Continuation betting is a key part of poker (it is a postflop bet made by the original raiser, so raise preflop!). C-betting can be great part of your game even if your hand does not directly hit the flop. If you think betting when you don’t have a pair is an immoral form of lying then I recommend you quit poker and take up ice dancing, though that sport has also been subject to controversy. Here is a bit of math that shows why c-betting works so well.
Let’s say the pot after your preflop raise and one opponent calls is 1000 chips. If you bet 500 chips, and you NEVER have the best hand by the river, your bet will be positive expected value if your opponent folds 33% of the time. That means if you have 27o and the flop comes AAQ, if you think your opponent will fold 1/3 of the time, it is still a positive play to bet half pot. If you have AA in the same situation, you still have the opportunity to win those 500 chips if your opponent does call. By c-betting you are able to win pots with your good hands, drawing hands, semi-bluffs, and even complete bluffs.

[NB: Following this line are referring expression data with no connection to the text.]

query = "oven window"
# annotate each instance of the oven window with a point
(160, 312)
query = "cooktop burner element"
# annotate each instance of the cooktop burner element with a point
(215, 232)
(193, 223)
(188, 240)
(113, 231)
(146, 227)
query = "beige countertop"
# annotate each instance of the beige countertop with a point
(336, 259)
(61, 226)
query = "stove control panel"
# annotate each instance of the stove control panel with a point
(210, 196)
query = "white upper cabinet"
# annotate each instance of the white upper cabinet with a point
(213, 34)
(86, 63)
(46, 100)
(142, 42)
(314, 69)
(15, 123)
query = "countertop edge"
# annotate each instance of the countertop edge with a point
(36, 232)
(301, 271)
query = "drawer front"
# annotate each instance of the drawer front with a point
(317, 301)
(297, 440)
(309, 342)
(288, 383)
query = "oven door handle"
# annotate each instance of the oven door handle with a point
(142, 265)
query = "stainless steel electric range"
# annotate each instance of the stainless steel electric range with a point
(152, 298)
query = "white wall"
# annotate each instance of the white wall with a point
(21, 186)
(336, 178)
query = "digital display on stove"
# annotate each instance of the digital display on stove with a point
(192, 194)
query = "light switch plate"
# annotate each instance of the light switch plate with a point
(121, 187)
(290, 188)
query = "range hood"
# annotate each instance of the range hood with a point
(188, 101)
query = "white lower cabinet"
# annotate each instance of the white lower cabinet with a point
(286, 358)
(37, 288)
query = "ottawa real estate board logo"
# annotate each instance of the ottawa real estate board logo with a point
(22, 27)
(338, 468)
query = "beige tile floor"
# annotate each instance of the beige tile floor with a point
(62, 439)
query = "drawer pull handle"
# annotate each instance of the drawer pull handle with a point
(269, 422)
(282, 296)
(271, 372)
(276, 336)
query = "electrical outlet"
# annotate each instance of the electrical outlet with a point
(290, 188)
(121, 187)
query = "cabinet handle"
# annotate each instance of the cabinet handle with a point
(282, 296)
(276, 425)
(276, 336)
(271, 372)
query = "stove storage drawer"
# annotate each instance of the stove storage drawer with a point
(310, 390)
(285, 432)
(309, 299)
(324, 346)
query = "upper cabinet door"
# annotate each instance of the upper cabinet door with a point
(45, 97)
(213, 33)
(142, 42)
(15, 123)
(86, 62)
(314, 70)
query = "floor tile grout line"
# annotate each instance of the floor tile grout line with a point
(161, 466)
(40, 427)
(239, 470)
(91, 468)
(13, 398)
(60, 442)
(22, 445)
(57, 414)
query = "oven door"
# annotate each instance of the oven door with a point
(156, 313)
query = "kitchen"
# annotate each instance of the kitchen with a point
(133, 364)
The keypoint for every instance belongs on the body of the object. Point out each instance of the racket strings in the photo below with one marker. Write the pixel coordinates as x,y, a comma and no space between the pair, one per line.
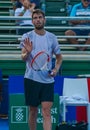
41,62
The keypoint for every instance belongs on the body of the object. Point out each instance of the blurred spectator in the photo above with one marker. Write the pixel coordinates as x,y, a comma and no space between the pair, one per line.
37,3
24,11
80,9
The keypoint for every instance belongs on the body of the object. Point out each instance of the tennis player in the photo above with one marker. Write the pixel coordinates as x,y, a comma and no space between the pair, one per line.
39,85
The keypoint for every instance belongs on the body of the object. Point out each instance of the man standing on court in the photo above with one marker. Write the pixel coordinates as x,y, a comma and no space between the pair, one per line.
39,85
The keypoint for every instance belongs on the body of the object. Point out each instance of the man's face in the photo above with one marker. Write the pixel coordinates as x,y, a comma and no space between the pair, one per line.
85,2
38,21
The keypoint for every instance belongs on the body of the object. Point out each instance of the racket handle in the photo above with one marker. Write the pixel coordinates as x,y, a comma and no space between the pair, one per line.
50,72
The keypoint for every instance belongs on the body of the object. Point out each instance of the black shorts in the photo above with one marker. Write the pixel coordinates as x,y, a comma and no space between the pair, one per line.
36,92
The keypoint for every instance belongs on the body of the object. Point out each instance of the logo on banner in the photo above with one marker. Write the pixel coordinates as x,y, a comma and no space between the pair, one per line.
19,114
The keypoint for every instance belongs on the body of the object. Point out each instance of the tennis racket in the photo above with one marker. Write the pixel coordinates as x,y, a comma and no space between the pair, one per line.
40,61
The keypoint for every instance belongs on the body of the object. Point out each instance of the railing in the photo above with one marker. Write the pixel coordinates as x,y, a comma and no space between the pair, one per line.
83,54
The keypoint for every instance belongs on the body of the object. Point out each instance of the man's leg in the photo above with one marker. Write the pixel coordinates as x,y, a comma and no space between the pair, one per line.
33,111
46,112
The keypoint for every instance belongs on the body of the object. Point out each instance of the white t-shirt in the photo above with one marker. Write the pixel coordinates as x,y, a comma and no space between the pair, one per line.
47,43
26,14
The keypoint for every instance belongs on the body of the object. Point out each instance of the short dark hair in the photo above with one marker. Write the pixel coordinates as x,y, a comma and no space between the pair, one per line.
38,11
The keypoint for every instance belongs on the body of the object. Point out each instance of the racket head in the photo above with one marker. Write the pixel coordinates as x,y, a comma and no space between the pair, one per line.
40,61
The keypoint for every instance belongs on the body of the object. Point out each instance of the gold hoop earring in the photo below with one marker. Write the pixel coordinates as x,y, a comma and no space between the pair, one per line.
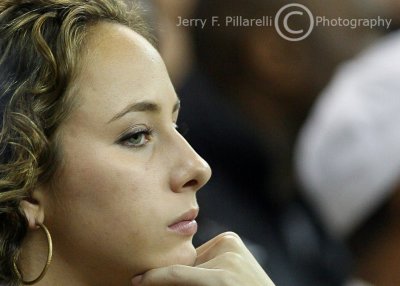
46,267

Now, let’s say you have an inside straight draw and a backdoor flush draw (8h7h on a JcTh2d flop). Let’s say your outs give you a 15% chance to win by the river (realistically it could be more like 20-25%), if you bet 500 chips, you only need your opponent to fold more than 17% of the time for your bet to be profitable.
Looking at it another way, if you bet 500 and your hand has 25% equity against your opponent’s range, you break even if your opponent never folds. Granted, these situations are not as simple as I am presenting them because you do not get to realize all of your equity until the river and the equity equation on the river becomes binary because there are no more cards to hit. But, even if your opponent calls you on the flop you have a chance to improve or apply pressure with another bet. This math shows how being the bettor provides a way to win that does not always involve showing down the best hand.